Badfinger was one of the first signed by the Beatles when they decided to get in the record-company business. In fact, their debut single was recorded when they were still known as the Iveys, one of Apple’s first releases.

In case you don’t know, their breakthrough single “Come and Get It” was written by Paul McCartney. The Beatles didn’t abandon them after the Fabs split up. In fact, George Harrison even produced their biggest hit, “Day After Day.”

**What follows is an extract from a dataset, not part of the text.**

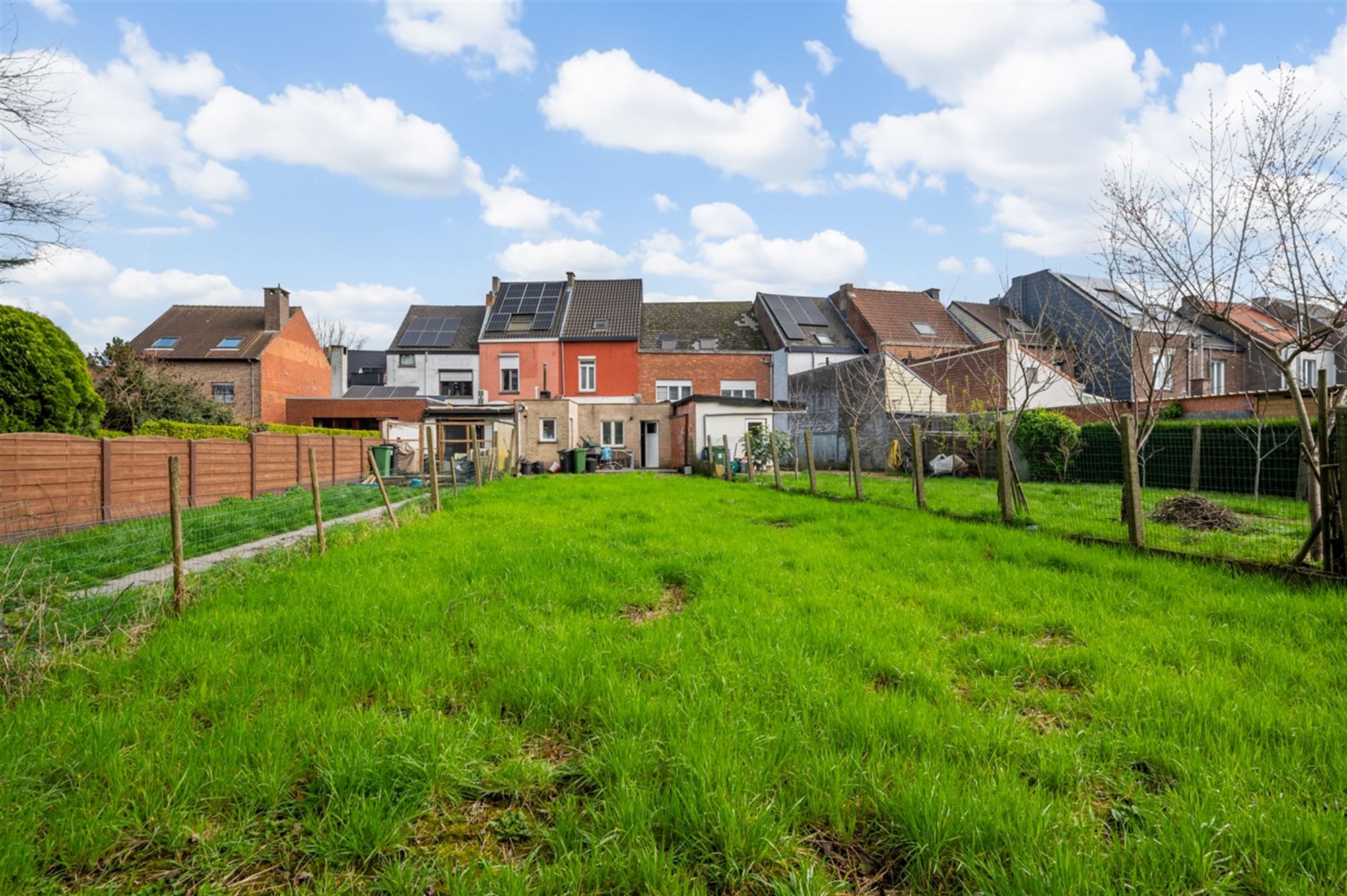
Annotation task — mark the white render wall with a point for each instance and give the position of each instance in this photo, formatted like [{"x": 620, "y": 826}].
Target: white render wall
[{"x": 425, "y": 376}]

However, the singer and songwriter Pete Ham killed himself in 1975 and that’s when the band broke up. They reunited with a new lineup in the late ’70s for a couple more records, but disbanded again a few years later. Going back to when they are still in their peak, here’s the list of their top 10 songs.

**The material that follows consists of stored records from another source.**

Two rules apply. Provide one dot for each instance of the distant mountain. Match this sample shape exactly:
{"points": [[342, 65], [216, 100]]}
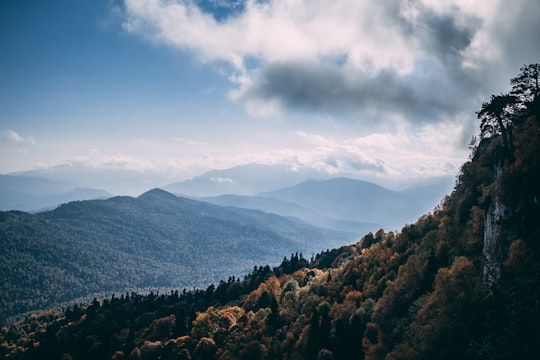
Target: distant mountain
{"points": [[247, 179], [361, 201], [31, 193], [287, 209], [156, 240], [114, 181]]}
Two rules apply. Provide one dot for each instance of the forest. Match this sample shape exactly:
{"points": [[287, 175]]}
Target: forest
{"points": [[87, 249], [462, 282]]}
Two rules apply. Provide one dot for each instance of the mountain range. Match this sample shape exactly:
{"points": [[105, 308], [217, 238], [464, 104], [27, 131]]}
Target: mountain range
{"points": [[34, 193], [345, 204], [156, 240]]}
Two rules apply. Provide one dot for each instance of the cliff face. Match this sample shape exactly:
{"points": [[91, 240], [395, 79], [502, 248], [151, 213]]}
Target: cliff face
{"points": [[511, 208], [497, 239]]}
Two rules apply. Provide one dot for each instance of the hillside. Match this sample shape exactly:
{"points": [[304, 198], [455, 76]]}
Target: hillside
{"points": [[462, 282], [154, 241]]}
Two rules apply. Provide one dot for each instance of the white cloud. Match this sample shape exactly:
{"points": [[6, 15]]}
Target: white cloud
{"points": [[13, 137], [379, 57]]}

10. “Meanwhile Back at the Ranch / Should I Smoke”
Not too many people heard this because it was pulled out less than two months after its release because Badfinger’s managers and their label’s publishing firm were feuding. Too bad, because it is one of their strongest and album tracks.

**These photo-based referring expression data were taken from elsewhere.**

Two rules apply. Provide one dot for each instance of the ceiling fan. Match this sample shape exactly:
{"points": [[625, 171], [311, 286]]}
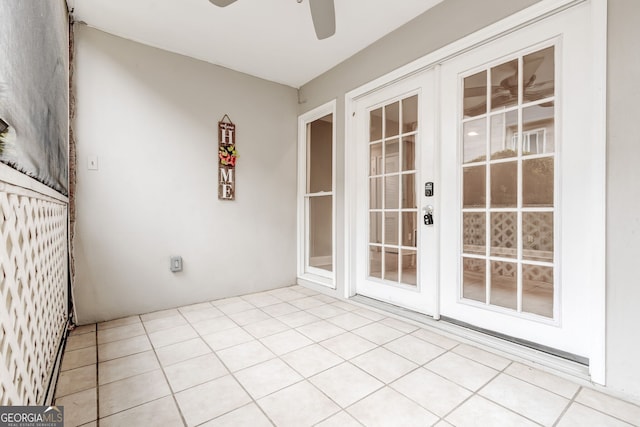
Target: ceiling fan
{"points": [[323, 15], [506, 92]]}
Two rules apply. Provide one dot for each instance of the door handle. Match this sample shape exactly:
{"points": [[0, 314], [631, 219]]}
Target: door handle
{"points": [[428, 215]]}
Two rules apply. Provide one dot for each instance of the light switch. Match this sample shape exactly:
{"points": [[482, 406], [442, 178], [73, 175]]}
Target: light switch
{"points": [[92, 163]]}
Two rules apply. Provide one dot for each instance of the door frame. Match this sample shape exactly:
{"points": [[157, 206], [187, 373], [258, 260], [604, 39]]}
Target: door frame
{"points": [[531, 15], [421, 298]]}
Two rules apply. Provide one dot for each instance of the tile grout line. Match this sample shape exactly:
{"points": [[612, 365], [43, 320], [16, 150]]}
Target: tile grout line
{"points": [[314, 342], [567, 406], [164, 374]]}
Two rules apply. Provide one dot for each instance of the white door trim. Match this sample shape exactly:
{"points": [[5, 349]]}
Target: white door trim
{"points": [[537, 12], [322, 278]]}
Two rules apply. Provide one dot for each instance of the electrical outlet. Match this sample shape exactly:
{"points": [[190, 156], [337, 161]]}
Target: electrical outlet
{"points": [[92, 163], [176, 264]]}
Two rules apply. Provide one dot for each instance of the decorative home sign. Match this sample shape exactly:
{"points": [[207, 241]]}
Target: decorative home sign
{"points": [[227, 156]]}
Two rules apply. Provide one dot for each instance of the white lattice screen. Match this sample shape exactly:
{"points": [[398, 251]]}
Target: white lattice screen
{"points": [[33, 291]]}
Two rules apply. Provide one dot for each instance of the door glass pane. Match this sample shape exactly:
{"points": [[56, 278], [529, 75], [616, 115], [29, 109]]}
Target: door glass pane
{"points": [[409, 229], [475, 95], [320, 155], [537, 236], [504, 284], [391, 264], [474, 233], [537, 182], [375, 193], [375, 262], [391, 228], [375, 124], [474, 195], [504, 185], [504, 85], [393, 212], [409, 267], [392, 119], [410, 114], [409, 191], [504, 135], [392, 156], [408, 153], [538, 75], [318, 197], [537, 290], [538, 129], [474, 146], [504, 234], [473, 279], [375, 159], [520, 207], [391, 192], [375, 227], [320, 232]]}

9. “Love Is Gonna Come at Last”
From: Airwaves (1979)
Following Pete Ham’s death in 1975, Badfinger called it quits. Four years later, led by the group’s other singer and songwriter Tom Evans, they regrouped and released a new album which includes this song.

8. “Hold On”
From: Say No More (1981)
Evans, along with longtime member Joey Molland, tried one final time to lift the reunited Badfinger off the ground. “Hold On” managed to climb to No. 56, their best showing in almost a decade. But it didn’t last. The album stiffed, and Evans took his own life in 1983 at the age of 36.

7. “Maybe Tomorrow”
From: Maybe Tomorrow (1969)
This is a Beatlesque slice of British pop that managed to make it to No. 67 on the U.S. chart. A year later, the band returned with a new name.

6. “Apple of My Eye”
From: Ass (1973)
Badfinger’s last charting single to feature Ham is all about the group’s impending move to a new record label, which was offering them more money. Turns out they made the right decision: The bittersweet “Apple of My Eye” was the last single released by Apple that wasn’t by a former Beatle.

5. “Baby Blue”
From: Straight Up (1971)
The group and Apple’s relationship weren’t all that great at that time, but still managed to create some lovely songs like “Baby Blue” among all the chaos.

4. “Without You”
From: No Dice (1970)
We still think Nilsson’s version is the definitive one because he took it to No. 1 in 1971, but Badfinger’s more restrained original record a year earlier hits all the right emotional notes. A quiet gem.

3. “No Matter What”
From: No Dice (1970)
It is one of pop’s all-time mightiest hooks. From the terrific opening riff to the false ending, it’s pure pop heaven. But more than anything, “No Matter What” proved that Badfinger could write a great Beatles-like song without their mentors’ help.

2. “Day After Day”
From: Straight Up (1971)
Their biggest hit, “Day after Day,” was produced by George Harrison and features his distinctive guitar playing. Harrison was supposed to work on their third album, but then the Bangladesh flood happened and he turned the bulk of his attention to relief efforts via a benefit concert. With a deadline looming, Apple brought in Todd Rundgren to work behind the boards.

1. “Come and Get It”
From: Magic Christian Music (1970)
Probably the highlight of this record, and the main reason it even exists, is that Paul McCartney penned it and it reached no. 7 in the charts.